BRUSSELS — The head of the European Commission’s development department wants to end the “artificial” separation between its priorities in aid-receiving countries, and says that doing “more on fewer things” may be the best way forward.
The European Union will soon enter talks with governments around the world to decide which areas, such as health, education, and good governance, to work on for the 2021-2027 period.
Currently, each national and regional indicative program sets out three focal sectors for EU aid — down from what was once 10, Koen Doens, director-general at DEVCO, told a Devex Pro event Wednesday. “But still the three have shown to be sometimes … a bit artificial,” he said. “They draw our mind away from the coherent packages where linkages are seen.”
Given the need to “build back better” from the COVID-19 pandemic, Doens said environmental issues, digitalization, social inclusion, education and health should be linked. “We need to design, with partners, things where all this blends and where it mutually reinforces each other,” he said. “I would want to take us out of let’s say the strictly siloed three focal sectors.”

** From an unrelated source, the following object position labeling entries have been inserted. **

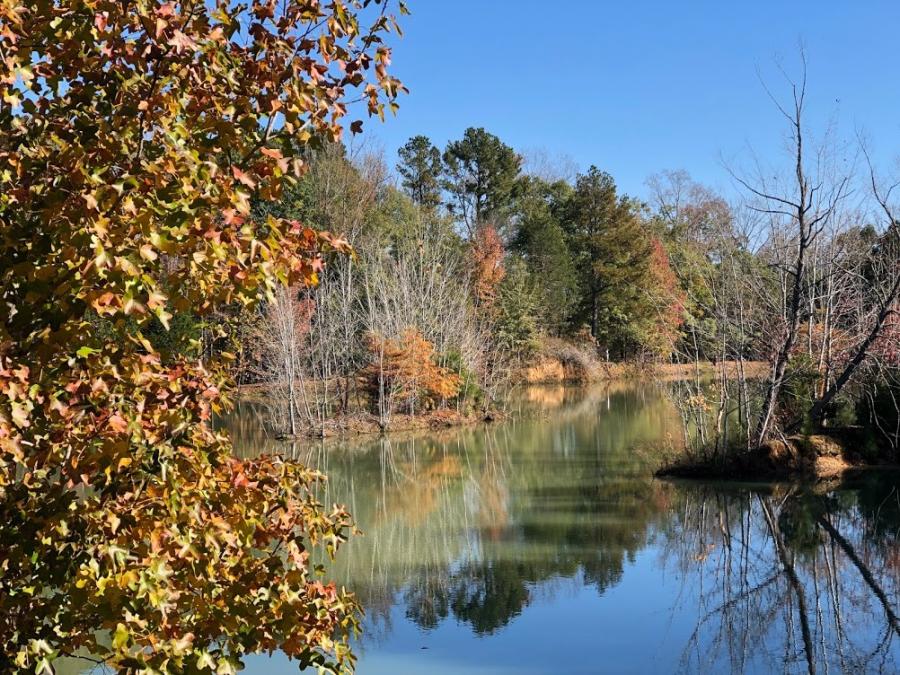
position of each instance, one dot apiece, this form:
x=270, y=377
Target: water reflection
x=543, y=544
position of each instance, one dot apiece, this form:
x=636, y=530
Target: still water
x=544, y=545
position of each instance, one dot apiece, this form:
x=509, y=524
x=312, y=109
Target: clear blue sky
x=636, y=87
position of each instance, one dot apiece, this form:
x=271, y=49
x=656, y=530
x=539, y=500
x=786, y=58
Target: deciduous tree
x=133, y=138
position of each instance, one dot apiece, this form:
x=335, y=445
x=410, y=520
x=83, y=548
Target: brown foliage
x=404, y=372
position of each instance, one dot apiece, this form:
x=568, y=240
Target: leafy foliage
x=407, y=370
x=133, y=139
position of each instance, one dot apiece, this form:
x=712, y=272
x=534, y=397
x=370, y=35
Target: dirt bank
x=821, y=456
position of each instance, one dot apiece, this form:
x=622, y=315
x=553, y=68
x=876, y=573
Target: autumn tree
x=404, y=374
x=486, y=253
x=133, y=139
x=421, y=169
x=481, y=175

“We still sometimes have a tendency of doing a lot of things in a lot of countries, sometimes in homeopathic doses.”— Koen Doens, director-general at DEVCO
That said, Doens explained that the commission is not planning major changes to the existing model. “The future will look very similar as [to] what we have now, which is we will work with partners on a document that captures these strategic priorities, which we set together for the next seven years,” he said.
Rather, the aim is to select policies that “mutually reinforce each other,” he said. “If you want to do sustainable agriculture you need energy, you need energy for the water. Can we build the links between such priorities? There I think we have [a] margin of improvement.”

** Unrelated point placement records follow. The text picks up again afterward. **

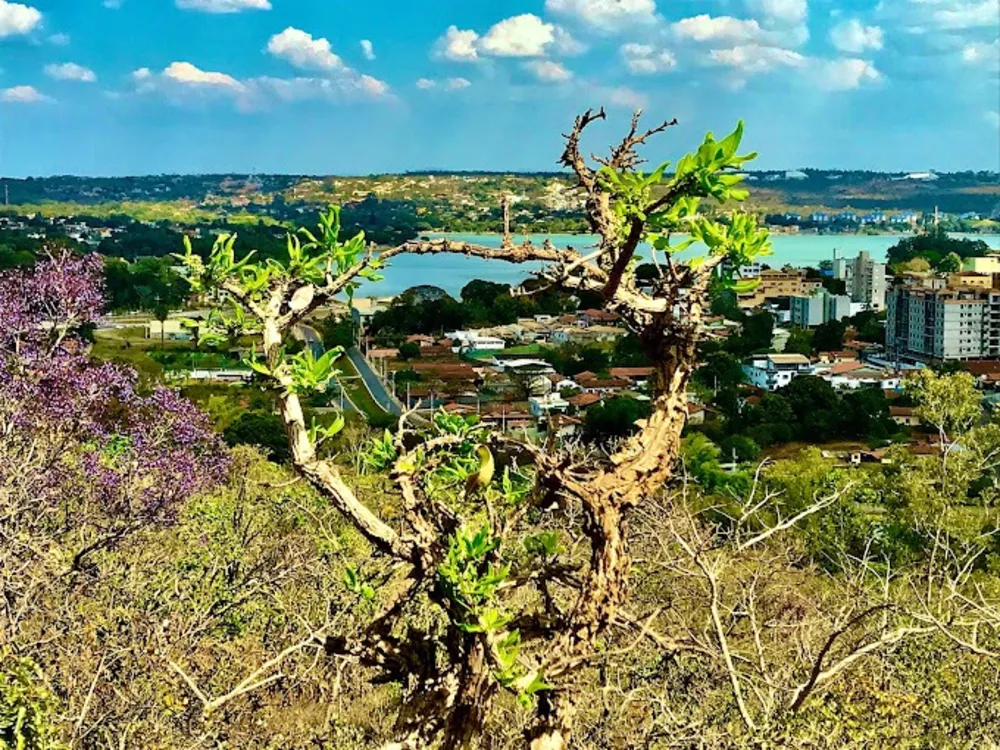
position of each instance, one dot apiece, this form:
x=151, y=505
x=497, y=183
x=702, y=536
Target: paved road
x=315, y=342
x=378, y=391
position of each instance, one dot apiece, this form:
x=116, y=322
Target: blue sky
x=111, y=87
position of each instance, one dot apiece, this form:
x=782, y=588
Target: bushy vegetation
x=444, y=585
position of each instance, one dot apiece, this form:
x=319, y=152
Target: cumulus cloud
x=525, y=35
x=605, y=15
x=449, y=84
x=24, y=95
x=854, y=37
x=70, y=72
x=548, y=71
x=16, y=19
x=751, y=59
x=457, y=45
x=303, y=51
x=222, y=6
x=645, y=59
x=705, y=28
x=181, y=82
x=782, y=11
x=984, y=54
x=845, y=74
x=949, y=15
x=189, y=75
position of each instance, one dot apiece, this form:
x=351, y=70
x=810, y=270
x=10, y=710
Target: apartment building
x=770, y=372
x=929, y=322
x=864, y=278
x=774, y=284
x=816, y=309
x=989, y=264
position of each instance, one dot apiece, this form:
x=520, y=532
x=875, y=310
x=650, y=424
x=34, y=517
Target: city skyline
x=220, y=86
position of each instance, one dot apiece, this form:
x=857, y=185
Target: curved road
x=315, y=342
x=375, y=386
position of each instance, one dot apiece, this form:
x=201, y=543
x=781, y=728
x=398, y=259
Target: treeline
x=940, y=251
x=481, y=304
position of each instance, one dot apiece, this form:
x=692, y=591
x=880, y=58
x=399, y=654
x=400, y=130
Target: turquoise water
x=452, y=272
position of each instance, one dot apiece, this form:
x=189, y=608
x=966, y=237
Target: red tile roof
x=583, y=400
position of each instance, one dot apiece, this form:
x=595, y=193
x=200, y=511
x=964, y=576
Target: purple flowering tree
x=87, y=457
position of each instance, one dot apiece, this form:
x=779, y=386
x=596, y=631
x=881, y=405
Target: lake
x=452, y=272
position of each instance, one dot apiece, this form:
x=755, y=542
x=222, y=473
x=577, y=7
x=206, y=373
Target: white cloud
x=181, y=82
x=852, y=36
x=16, y=18
x=605, y=15
x=645, y=59
x=450, y=84
x=223, y=6
x=705, y=28
x=70, y=72
x=625, y=97
x=782, y=11
x=985, y=54
x=752, y=59
x=548, y=71
x=24, y=95
x=457, y=45
x=342, y=89
x=373, y=87
x=963, y=14
x=845, y=74
x=187, y=74
x=525, y=35
x=303, y=51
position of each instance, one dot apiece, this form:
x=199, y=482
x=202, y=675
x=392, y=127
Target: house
x=835, y=358
x=696, y=413
x=852, y=375
x=597, y=317
x=637, y=376
x=419, y=338
x=591, y=383
x=565, y=427
x=590, y=334
x=542, y=406
x=904, y=415
x=858, y=458
x=475, y=341
x=171, y=330
x=583, y=400
x=770, y=372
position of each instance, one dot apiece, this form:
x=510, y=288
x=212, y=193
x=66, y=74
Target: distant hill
x=470, y=200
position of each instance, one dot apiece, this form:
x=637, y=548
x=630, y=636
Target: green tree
x=409, y=350
x=262, y=429
x=615, y=417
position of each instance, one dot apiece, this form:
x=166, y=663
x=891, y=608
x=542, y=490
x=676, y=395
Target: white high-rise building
x=864, y=279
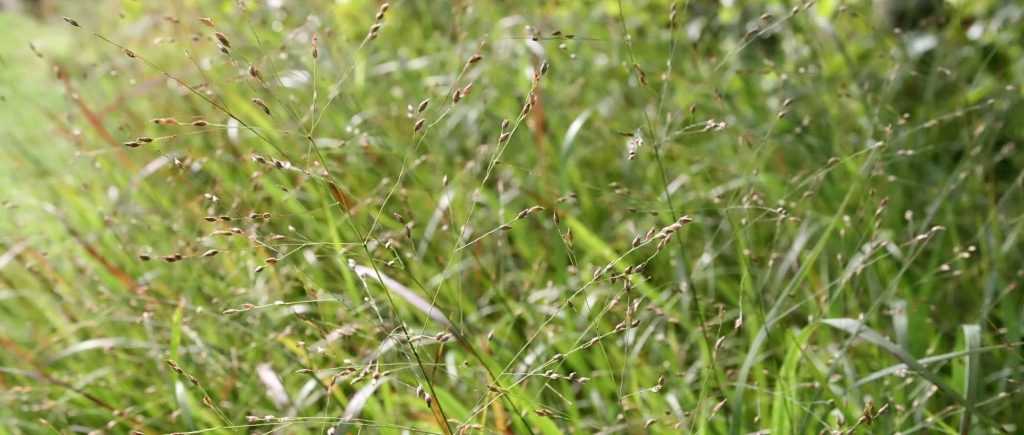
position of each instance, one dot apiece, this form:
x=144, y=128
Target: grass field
x=453, y=217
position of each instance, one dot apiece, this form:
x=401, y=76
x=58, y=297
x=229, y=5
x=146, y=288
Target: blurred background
x=644, y=216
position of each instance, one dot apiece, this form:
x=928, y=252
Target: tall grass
x=512, y=217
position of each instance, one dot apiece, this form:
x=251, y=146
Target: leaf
x=972, y=339
x=858, y=329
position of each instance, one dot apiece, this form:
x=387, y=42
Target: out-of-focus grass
x=853, y=196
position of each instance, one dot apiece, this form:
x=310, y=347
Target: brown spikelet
x=339, y=196
x=641, y=76
x=262, y=105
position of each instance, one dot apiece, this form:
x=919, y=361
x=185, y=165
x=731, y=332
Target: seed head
x=262, y=105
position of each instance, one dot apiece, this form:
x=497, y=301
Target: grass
x=511, y=217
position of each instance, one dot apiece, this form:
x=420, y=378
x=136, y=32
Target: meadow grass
x=455, y=217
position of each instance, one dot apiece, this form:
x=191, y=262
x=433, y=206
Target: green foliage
x=529, y=217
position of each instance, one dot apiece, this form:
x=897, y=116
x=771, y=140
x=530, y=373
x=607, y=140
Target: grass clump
x=532, y=217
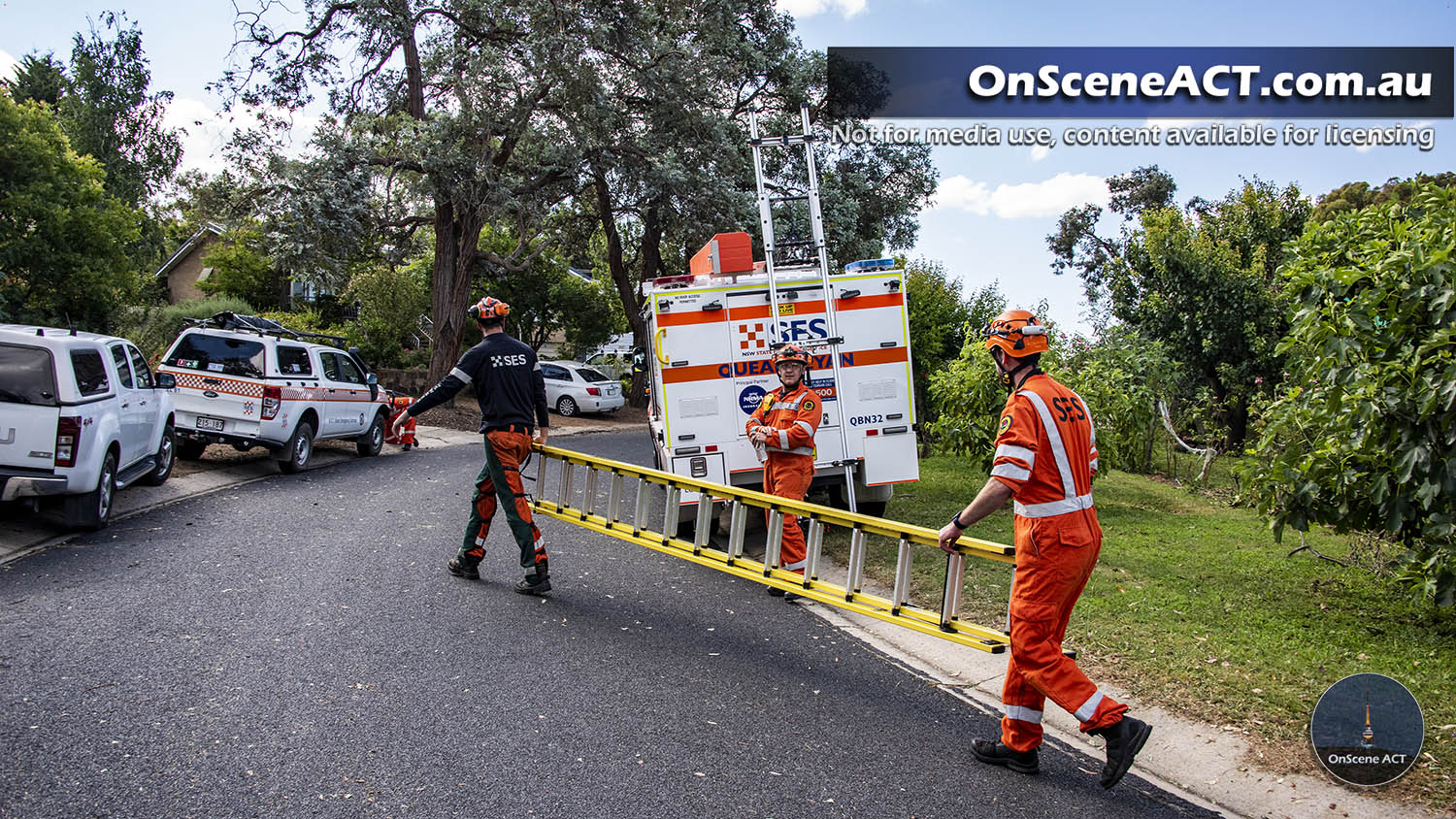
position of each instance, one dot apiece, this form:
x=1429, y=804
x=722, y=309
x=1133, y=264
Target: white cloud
x=801, y=9
x=209, y=130
x=1028, y=200
x=8, y=66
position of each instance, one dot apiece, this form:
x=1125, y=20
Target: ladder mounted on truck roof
x=628, y=510
x=771, y=255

A report by the European Court of Auditors on EU aid to Kenya, released Tuesday, found it was not clear why funds were channeled to various aspects of food security, sustainable infrastructure, and accountability of public institutions, rather than ICT and manufacturing, for instance. And the auditors found that “spreading Kenya’s funding over so many areas increases the risk of it not reaching the necessary critical mass in any single sector to achieve significant results.”
Responding to the report during Wednesday’s discussion, Doens said: “Since there are so many things that are so important, we still sometimes have a tendency of doing a lot of things in a lot of countries, sometimes in homeopathic doses.
“That doesn’t mean that what we do is not worthwhile [and] doesn’t generate impact. But it does mean that I sometimes wonder if we were to maybe do more on fewer things, or, even better, if we could see the linkages between what we do, then we would make a qualitative step in the right direction.”
The European Parliament’s development committee is due to discuss the EU’s next programming cycle with the commission and the bloc’s foreign service at a hearing Thursday afternoon.